PROJECT SUMMARY / ABSTRACT Heart failure, a leading cause of hospitalization and one of the primary driving forces behind rising healthcare costs, is a complex disease that is a result of the interplay among multiple genes in combination with lifestyle and environmental factors. Previous large-scale human genome-wide association studies to identify genetic variation underlying the heart failure disease spectrum have yielded limited insights. As part of my PhD thesis, we turned to a systems genetics resource, called the Hybrid Mouse Diversity Panel, to characterize cardiac structural and functional changes under chronic isoproterenol stress over 3 weeks. We identified Myh14 as a top candidate for left ventricular mass hypertrophy. Using a genetically modified Myh14 knockout mouse line, we validated Myh14 as a novel modifier gene for left ventricular hypertrophy secondary to chronic isoproterenol stimulation. This proposal describes a five-year mentored physician-scientist training program to further define the role of Myh14 in stress-induced cardiac remodeling. We hypothesize that Myh14 is a negative regulator of hypertrophy. Based on prioritization using systems genetics and experimental findings, we have outlined a series of molecular biology, cell biology, and mouse genetics approaches to test whether Myh14 deficiency leads to alteration in hypertrophic, Wnt/β-catenin and FOXO1 signaling. The proposed research will provide fundamental insights into how Myh14 modulates stress-induced cardiac remodeling and open a new understanding of how common genetic variation plays a role in stress-induced cardiac remodeling. The outlined program will allow the candidate to develop a mastery in the functional validation of novel candidate genes in cardiac remodeling using molecular biology, cell biology and mouse genetics techniques towards the long-term goal of understanding how genetic variation modifies cardiovascular disease in humans. The intensive research plan will allow the candidate to embark upon this research project, while having the necessary mentorship and support needed towards the goal of maturing into an independent investigator. The aims of this project are aligned with the major strategic goal of NIH and NHLBI to improve our understanding of the molecular and physiologic basis of health and disease.

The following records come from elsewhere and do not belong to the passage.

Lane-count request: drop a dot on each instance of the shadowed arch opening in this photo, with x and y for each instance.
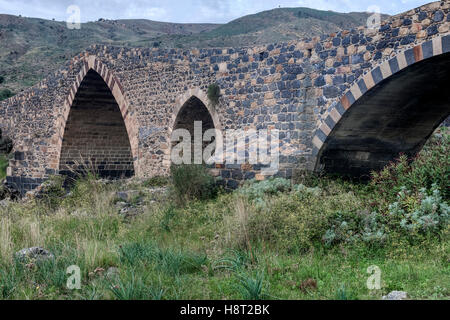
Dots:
(194, 110)
(95, 137)
(396, 116)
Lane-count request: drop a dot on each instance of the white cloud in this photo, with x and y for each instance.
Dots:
(218, 11)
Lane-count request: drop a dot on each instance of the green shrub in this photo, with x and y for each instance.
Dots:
(53, 191)
(214, 93)
(424, 213)
(292, 221)
(158, 181)
(257, 191)
(5, 94)
(430, 166)
(352, 227)
(191, 182)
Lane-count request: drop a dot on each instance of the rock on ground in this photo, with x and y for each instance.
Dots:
(35, 253)
(396, 295)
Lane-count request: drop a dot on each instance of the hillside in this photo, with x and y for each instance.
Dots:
(31, 48)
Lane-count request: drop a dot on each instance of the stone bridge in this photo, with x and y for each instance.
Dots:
(348, 102)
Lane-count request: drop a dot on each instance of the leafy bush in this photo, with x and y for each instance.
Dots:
(214, 93)
(5, 94)
(293, 221)
(352, 227)
(430, 166)
(190, 182)
(158, 181)
(424, 213)
(257, 191)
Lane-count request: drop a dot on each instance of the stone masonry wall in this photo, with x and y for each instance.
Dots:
(296, 87)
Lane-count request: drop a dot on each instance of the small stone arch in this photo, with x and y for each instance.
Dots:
(366, 84)
(92, 64)
(196, 96)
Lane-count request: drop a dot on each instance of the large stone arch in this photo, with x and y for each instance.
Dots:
(384, 113)
(92, 65)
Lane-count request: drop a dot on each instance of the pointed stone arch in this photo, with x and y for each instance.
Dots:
(93, 67)
(340, 148)
(192, 106)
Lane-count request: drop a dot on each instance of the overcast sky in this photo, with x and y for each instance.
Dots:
(190, 11)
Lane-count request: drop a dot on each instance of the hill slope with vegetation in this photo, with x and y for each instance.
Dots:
(31, 48)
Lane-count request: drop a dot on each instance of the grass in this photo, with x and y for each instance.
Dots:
(263, 242)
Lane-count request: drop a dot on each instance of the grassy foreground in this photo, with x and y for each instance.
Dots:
(312, 239)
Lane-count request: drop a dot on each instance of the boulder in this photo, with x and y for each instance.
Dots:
(396, 295)
(34, 253)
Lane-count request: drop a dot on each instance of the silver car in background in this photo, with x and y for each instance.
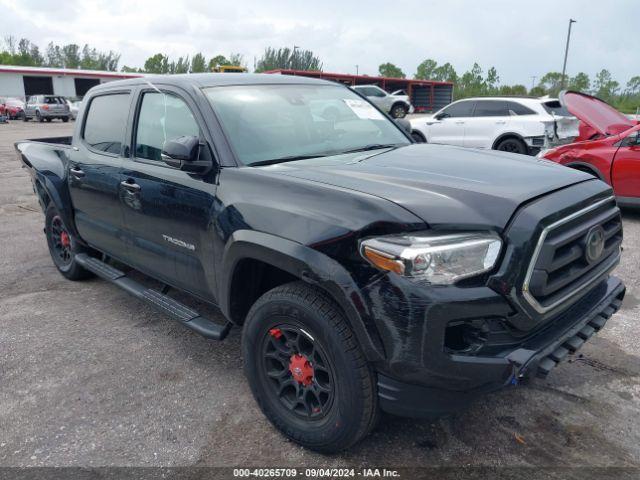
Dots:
(47, 107)
(395, 105)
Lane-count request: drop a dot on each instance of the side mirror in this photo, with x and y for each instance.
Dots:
(184, 153)
(404, 124)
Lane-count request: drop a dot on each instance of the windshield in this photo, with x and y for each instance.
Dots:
(270, 122)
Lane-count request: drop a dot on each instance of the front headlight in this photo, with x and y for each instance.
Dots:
(437, 258)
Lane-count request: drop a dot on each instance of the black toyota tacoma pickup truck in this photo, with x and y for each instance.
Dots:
(368, 273)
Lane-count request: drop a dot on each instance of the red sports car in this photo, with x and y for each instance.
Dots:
(612, 151)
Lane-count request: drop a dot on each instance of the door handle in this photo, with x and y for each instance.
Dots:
(132, 187)
(76, 172)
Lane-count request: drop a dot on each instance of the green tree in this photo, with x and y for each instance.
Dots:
(426, 70)
(198, 63)
(71, 55)
(53, 56)
(471, 83)
(157, 63)
(390, 70)
(492, 81)
(633, 85)
(445, 73)
(286, 58)
(605, 87)
(551, 82)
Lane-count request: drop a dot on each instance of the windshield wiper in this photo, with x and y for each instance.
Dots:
(292, 158)
(373, 146)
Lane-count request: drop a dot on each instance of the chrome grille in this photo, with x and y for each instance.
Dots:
(560, 267)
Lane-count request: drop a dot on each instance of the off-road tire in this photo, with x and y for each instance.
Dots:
(68, 268)
(354, 410)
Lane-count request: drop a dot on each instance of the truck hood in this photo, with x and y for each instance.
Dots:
(445, 186)
(599, 115)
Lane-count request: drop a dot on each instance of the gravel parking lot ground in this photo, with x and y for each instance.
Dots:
(91, 377)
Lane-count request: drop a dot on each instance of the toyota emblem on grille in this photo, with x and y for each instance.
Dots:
(594, 244)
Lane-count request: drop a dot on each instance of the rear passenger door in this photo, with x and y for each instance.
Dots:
(94, 172)
(448, 126)
(167, 210)
(490, 119)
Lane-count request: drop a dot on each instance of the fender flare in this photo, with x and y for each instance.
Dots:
(586, 166)
(310, 266)
(58, 192)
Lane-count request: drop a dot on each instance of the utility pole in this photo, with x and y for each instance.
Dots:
(566, 53)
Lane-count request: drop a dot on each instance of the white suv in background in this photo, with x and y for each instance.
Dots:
(512, 124)
(395, 104)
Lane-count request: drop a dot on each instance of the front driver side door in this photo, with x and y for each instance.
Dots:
(448, 126)
(167, 210)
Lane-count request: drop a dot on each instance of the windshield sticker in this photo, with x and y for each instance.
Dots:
(363, 109)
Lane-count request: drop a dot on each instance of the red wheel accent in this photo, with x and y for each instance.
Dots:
(275, 332)
(301, 369)
(64, 239)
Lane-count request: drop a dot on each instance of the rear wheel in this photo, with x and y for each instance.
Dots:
(399, 110)
(306, 370)
(512, 145)
(418, 137)
(63, 247)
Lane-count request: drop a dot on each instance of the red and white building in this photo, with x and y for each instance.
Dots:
(18, 81)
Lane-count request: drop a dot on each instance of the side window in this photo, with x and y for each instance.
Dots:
(460, 109)
(488, 108)
(106, 121)
(375, 92)
(162, 117)
(519, 109)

项目摘要 /摘要 心力衰竭，住院的主要原因，以及医疗保健崛起的主要动力之一 成本是一种复杂的疾病，是多个基因与生活方式结合的相互作用的结果 和环境因素。以前的大型人类基因组关联研究以鉴定遗传 心力衰竭疾病频谱的变异产生了有限的见解。作为我博士学位论文的一部分， 我们转向了一个系统的遗传资源，称为混合小鼠多样性面板，以表征心脏 在3周内，慢性异丙肾上腺素应激下的结构和功能变化。我们将MYH14确定为 左心室质量肥大的最高候选者。使用转基因的MYH14敲除鼠标线， 我们验证了MYH14作为继发于慢性异丙肾上腺素的左心室肥大的新型修饰剂基因 刺激。 该提案描述了一项为期五年的身体科学家培训计划，以进一步定义 MYH14在压力引起的心脏重塑中。我们假设MYH14是 肥大。基于使用系统遗传学和实验发现的优先级，我们概述了一个 一系列分子生物学，细胞生物学和小鼠遗传学方法测试MYH14缺乏症是否缺乏 导致肥厚，Wnt/β-catenin和FoxO1信号的改变。拟议的研究将提供 关于MYH14如何调节压力引起的心脏重塑的基本见解并打开新的 了解常见遗传变异如何在压力诱导的心脏重塑中起作用。 概述的程序将使候选人能够在新颖的功能验证中掌握掌握 使用分子生物学，细胞生物学和小鼠遗传学技术的心脏重塑中的候选基因 朝着了解遗传变异如何改变人类心血管疾病的长期目标。 密集的研究计划将使候选人能够启动该研究项目，同时拥有 为了将目标置于独立研究者的目标所需的必要精神和支持。这 该项目的目标与NIH和NHLBI的主要战略目标保持一致，以提高我们对 健康和疾病的分子和生理基础。